Петр трижды перелил чай из высокого закопченного снизу медного кофейника, другой посуды для заваривания не нашлось, в кружку и обратно. Чай, купленный после приключения тематически, в честь избегания сырой земли – не она нас, так мы ее. Глуховатый чернильный пуэр заполнил своими вялеными тонами нёбо и толкнулся выше. Музей-музей… Что, если действительно в центре загадки Музей? И связанный с Музеем, как сказал Илья, полубандит. Некто встречает Петра среди картин и задумывает его устранить. Петр – человек известный, не опознал в лицо, спроси у смотрителей, вечно недовольных, что на его занятиях дети носятся по залам, разгадывая задачи. Интернет в подробностях расскажет о предстоящем туристическом слете. Но чем Петр мешает призраку Музея? Что его настолько испугало?

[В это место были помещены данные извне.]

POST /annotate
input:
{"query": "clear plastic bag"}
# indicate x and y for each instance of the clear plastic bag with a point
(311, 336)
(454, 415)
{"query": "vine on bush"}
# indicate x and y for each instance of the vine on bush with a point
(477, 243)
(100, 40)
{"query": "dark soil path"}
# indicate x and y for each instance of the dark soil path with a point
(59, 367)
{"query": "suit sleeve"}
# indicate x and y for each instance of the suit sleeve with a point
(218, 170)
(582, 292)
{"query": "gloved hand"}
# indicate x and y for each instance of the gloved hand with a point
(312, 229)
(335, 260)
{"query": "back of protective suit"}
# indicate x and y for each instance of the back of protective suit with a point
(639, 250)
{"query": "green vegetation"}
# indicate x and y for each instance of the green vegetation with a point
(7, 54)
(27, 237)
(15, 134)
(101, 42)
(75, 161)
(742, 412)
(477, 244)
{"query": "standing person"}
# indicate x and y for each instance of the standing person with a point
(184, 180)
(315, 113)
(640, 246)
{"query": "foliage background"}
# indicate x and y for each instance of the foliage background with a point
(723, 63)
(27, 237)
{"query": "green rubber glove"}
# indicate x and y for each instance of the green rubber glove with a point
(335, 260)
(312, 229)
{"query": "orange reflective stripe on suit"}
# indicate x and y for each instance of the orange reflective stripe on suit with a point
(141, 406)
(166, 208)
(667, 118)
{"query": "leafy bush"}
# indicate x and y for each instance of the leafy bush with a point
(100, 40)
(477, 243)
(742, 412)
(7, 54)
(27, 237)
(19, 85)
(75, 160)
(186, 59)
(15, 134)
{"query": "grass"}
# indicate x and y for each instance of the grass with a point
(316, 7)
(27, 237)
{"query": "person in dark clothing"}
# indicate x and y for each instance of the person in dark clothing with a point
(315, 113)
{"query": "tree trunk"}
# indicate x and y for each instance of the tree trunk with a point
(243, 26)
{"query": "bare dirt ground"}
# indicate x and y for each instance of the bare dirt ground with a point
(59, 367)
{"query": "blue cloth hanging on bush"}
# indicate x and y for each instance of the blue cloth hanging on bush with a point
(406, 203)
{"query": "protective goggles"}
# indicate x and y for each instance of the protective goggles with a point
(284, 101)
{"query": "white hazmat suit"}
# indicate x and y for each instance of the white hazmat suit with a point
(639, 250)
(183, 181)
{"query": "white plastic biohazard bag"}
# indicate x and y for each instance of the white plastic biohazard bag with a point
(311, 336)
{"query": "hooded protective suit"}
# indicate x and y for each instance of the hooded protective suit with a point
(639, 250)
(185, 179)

Илья спросил о копиях. Копиях шедевров. Зубчики цеплялись друг за дружку, маховик разгонялся. Это про Эрмитаж поговаривают, что там заменили половину картин. А что в нашем Музее? Гипсовые реплики известных скульптур и подлинная живопись. Петр хлебал чай «не затягиваясь», не ощущая вкуса, механически подплескивал на водяную мельницу. Дубликаты, подделки, копии… очередное щелканье колес привело к победному звону – дверка стального ящика медленно приоткрылась. Петр вынырнул и сделал вдумчивый глоток. В темноте сейфа сиял вишневыми капельками кармина Рембрандт.

За несколько дней до слета Петр проводил для небольшой группы старшеклассников игру в залах голландской и фламандской живописи. По условиям игры капеллан узнал от кающегося об убийстве хозяина замка, но не вправе раскрыть тайну исповеди. Чтобы оставить намек на заколовшего князя предателя и тем предать его суду потомков, священник изменяет картину Рембрандта. Петр долго стоял с ребятами у картины «Неверие апостола Фомы» и обсуждал, откуда появилась загадочная деталь. Картина Рембрандта отличалась от всех распятий, когда-либо виденных Петром. Полотно не то чтобы противоречило преданию о казни Христа. В записи евангелиста Иоанна сказано только: «Один из воинов копьем пронзил ему ребра, и тотчас истекла кровь и вода». Но великий голландец нарушил канон, все живописцы изображали распятого одинаково, и только Рембрандт – по-другому. Вот Петр в шутку и предположил, что мог существовать капеллан, который когда-то перерисовал картину в своей церкви.